Le condizioni di salute del pontefice hanno riaperto la discussione su una possibile rinuncia. Bergoglio ha scritto di considerare il ministero petrino «ad vitam» ma è un fatto che, anche per i Papi, la vita si allunghi e con essa crescano i problemi legati all’età. Lei crede che sarebbe utile stabilire un termine anagrafico per il mandato esecutivo del vescovo di Roma, così come accade per tutti gli altri vescovi e cardinali?
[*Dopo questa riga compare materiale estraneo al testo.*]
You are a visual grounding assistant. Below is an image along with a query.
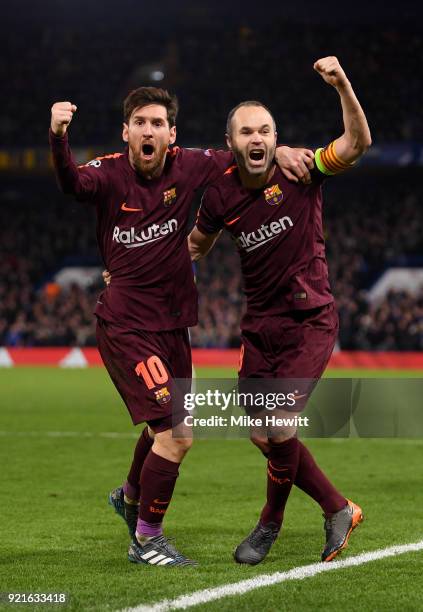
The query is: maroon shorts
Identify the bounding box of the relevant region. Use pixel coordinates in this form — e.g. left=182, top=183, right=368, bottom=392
left=239, top=302, right=339, bottom=410
left=97, top=317, right=192, bottom=433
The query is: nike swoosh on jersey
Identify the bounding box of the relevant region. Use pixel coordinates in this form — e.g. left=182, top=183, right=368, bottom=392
left=225, top=217, right=241, bottom=225
left=120, top=202, right=142, bottom=212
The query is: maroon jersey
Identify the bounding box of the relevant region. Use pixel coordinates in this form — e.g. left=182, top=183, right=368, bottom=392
left=197, top=166, right=333, bottom=316
left=50, top=131, right=233, bottom=331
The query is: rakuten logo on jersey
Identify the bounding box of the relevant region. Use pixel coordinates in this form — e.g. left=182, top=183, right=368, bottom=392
left=112, top=219, right=178, bottom=249
left=235, top=217, right=294, bottom=253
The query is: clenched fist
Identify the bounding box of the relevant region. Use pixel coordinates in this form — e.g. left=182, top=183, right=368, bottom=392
left=51, top=102, right=76, bottom=136
left=313, top=55, right=349, bottom=88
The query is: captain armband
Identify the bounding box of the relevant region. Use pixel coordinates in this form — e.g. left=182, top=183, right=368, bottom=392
left=314, top=141, right=355, bottom=176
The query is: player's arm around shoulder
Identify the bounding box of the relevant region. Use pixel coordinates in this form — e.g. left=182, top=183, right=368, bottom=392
left=50, top=102, right=106, bottom=200
left=188, top=186, right=223, bottom=261
left=313, top=56, right=372, bottom=174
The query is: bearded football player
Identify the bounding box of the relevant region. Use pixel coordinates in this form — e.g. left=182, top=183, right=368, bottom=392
left=189, top=57, right=371, bottom=565
left=50, top=87, right=313, bottom=566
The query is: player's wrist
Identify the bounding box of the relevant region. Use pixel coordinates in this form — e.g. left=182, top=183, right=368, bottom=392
left=50, top=125, right=67, bottom=140
left=335, top=77, right=352, bottom=94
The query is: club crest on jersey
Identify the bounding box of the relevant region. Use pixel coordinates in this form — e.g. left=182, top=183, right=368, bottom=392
left=154, top=387, right=170, bottom=404
left=264, top=184, right=283, bottom=206
left=163, top=187, right=176, bottom=206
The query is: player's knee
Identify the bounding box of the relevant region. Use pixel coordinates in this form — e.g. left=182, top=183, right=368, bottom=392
left=269, top=427, right=297, bottom=444
left=172, top=438, right=192, bottom=453
left=250, top=433, right=270, bottom=456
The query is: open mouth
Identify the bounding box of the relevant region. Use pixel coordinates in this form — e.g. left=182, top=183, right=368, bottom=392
left=141, top=144, right=154, bottom=159
left=249, top=149, right=264, bottom=162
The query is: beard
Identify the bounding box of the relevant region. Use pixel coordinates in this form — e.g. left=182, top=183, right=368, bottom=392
left=128, top=143, right=168, bottom=177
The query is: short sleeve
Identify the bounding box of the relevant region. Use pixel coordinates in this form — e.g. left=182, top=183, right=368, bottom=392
left=184, top=149, right=234, bottom=189
left=196, top=186, right=224, bottom=234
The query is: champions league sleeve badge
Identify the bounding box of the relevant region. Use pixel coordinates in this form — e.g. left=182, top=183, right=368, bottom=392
left=263, top=184, right=283, bottom=206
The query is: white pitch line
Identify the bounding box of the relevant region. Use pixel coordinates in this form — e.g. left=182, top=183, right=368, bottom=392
left=0, top=431, right=139, bottom=439
left=121, top=540, right=423, bottom=612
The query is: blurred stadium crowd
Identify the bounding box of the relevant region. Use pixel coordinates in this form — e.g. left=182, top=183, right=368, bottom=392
left=0, top=171, right=423, bottom=350
left=0, top=18, right=423, bottom=148
left=0, top=16, right=423, bottom=350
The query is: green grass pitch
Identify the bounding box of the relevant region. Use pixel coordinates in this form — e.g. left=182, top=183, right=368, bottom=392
left=0, top=368, right=423, bottom=612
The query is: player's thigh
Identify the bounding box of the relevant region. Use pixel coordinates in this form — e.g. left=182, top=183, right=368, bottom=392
left=275, top=303, right=339, bottom=380
left=97, top=320, right=187, bottom=433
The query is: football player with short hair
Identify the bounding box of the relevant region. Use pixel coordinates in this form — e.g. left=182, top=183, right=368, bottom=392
left=50, top=87, right=313, bottom=566
left=189, top=57, right=371, bottom=565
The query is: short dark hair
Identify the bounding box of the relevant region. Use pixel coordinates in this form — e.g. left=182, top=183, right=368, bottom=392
left=226, top=100, right=276, bottom=135
left=123, top=87, right=178, bottom=127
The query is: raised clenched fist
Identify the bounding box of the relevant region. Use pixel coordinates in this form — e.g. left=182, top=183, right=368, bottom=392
left=313, top=55, right=348, bottom=87
left=51, top=102, right=76, bottom=136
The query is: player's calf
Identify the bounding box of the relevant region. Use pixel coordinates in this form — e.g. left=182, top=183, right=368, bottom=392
left=109, top=487, right=139, bottom=538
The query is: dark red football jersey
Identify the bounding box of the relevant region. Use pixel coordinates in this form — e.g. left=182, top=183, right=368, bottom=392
left=197, top=166, right=333, bottom=326
left=50, top=131, right=233, bottom=331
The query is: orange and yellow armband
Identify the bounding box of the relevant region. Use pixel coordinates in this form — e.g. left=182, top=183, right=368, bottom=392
left=314, top=141, right=354, bottom=176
«È una riflessione degna di considerazione, mi sembra. Il Papa immagina il suo mandato ad vitam e non si dovrebbe spingerlo a presentare la rinuncia, ma una volta che si farà una riflessione globale dei cardinali sul passato, sulle condizioni presenti e sulle sfide del ministero petrino, in quel momento si potrà riflettere sul fatto che Benedetto ha rinunciato a 85 anni, Giovanni Paolo II è morto a 85 anni e che i vescovi normalmente presentano la rinuncia a 75 anni, pur potendo ricevere una proroga dal Papa. Che si faccia qualche riflessione sulla possibilità di fissare un limite anagrafico anche al vescovo di Roma, ripeto, è degno di considerazione».
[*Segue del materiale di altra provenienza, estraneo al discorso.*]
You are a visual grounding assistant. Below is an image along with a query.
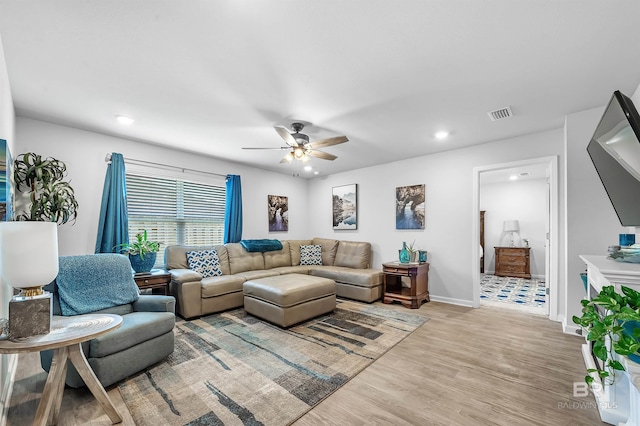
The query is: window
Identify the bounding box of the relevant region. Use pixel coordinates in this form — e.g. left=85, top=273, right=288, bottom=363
left=127, top=173, right=226, bottom=264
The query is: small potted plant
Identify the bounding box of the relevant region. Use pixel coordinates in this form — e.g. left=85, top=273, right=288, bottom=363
left=120, top=229, right=160, bottom=273
left=573, top=286, right=640, bottom=385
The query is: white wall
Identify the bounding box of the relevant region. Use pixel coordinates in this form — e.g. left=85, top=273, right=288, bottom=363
left=0, top=32, right=18, bottom=416
left=309, top=129, right=563, bottom=306
left=15, top=117, right=308, bottom=256
left=480, top=179, right=548, bottom=278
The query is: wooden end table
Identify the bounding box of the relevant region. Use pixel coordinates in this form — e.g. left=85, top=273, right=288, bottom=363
left=0, top=314, right=122, bottom=426
left=382, top=262, right=429, bottom=309
left=133, top=269, right=171, bottom=296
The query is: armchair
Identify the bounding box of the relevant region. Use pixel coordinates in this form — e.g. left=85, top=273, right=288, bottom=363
left=40, top=254, right=175, bottom=388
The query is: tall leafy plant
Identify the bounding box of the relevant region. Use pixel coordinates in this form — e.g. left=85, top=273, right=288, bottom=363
left=13, top=152, right=78, bottom=225
left=572, top=286, right=640, bottom=384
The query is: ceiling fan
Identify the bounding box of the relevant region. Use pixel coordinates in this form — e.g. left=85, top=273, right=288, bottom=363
left=242, top=122, right=349, bottom=163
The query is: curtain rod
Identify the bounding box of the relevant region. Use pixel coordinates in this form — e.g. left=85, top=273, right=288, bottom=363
left=104, top=153, right=227, bottom=178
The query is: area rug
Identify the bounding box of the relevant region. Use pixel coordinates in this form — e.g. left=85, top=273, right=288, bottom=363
left=119, top=300, right=428, bottom=426
left=480, top=274, right=547, bottom=315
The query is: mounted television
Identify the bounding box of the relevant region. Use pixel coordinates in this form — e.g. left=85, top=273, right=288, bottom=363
left=587, top=90, right=640, bottom=226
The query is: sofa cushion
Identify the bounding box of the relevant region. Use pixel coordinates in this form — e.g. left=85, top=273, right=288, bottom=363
left=164, top=245, right=231, bottom=275
left=187, top=250, right=222, bottom=278
left=264, top=241, right=291, bottom=269
left=333, top=241, right=371, bottom=269
left=88, top=312, right=175, bottom=358
left=201, top=275, right=246, bottom=299
left=313, top=238, right=340, bottom=266
left=309, top=266, right=382, bottom=287
left=287, top=240, right=312, bottom=266
left=169, top=269, right=202, bottom=284
left=300, top=244, right=322, bottom=266
left=226, top=243, right=264, bottom=274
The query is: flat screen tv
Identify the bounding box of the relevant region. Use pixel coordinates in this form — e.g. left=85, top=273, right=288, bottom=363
left=587, top=90, right=640, bottom=226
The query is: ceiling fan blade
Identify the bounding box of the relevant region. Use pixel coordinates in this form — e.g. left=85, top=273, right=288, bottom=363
left=242, top=146, right=291, bottom=151
left=309, top=136, right=349, bottom=149
left=274, top=126, right=298, bottom=146
left=280, top=153, right=293, bottom=164
left=307, top=151, right=338, bottom=161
Eminenza, lei è canadese ed è stato per 8 anni arcivescovo metropolita di Québec e primate del Canada. Che cosa pensa quando sente Donald Trump parlare del Canada come del 51. Stato USA?
«Mi fa un po’ ridere, ma non è molto comico. Da un sondaggio realizzato in Canada in questi ultimi giorni è emerso che, più o meno, soltanto il 10% della popolazione reagisce con un certo interesse alle parole del presidente Trump, gli altri respingono questa dichiarazione stravagante. Io non mi occupo molto di politica, sono un pastore, un teologo, ma vedo che talvolta la politica ha idee, mezzi o stili che possono essere più o meno discutibili. Penso anche che questo tipo di dichiarazioni siano un po’ pericolose, e forse non costruttive».

In che modo, allora, la Chiesa deve porsi di fronte a un sistema mondo che sta profondamente cambiando?
«Quanto sta accadendo è molto preoccupante, c’è un clima di incertezza, un clima teso e non si sa più come agire. Siamo vicini a un caos. La Chiesa è la voce della pace. Quando il Papa invoca la pace, prega per la pace, invita a lavorare per la pace, credo faccia ciò che la Chiesa deve fare. Siamo inoltre invitati più che mai a un’attività diplomatica più incisiva che nel passato: Francesco ha chiesto a molte personalità di intervenire, di fare missioni per manifestare la sollecitudine della Chiesa. Per la gente che soffre, per tutti quelli che sono vittime, come i migranti delle guerre».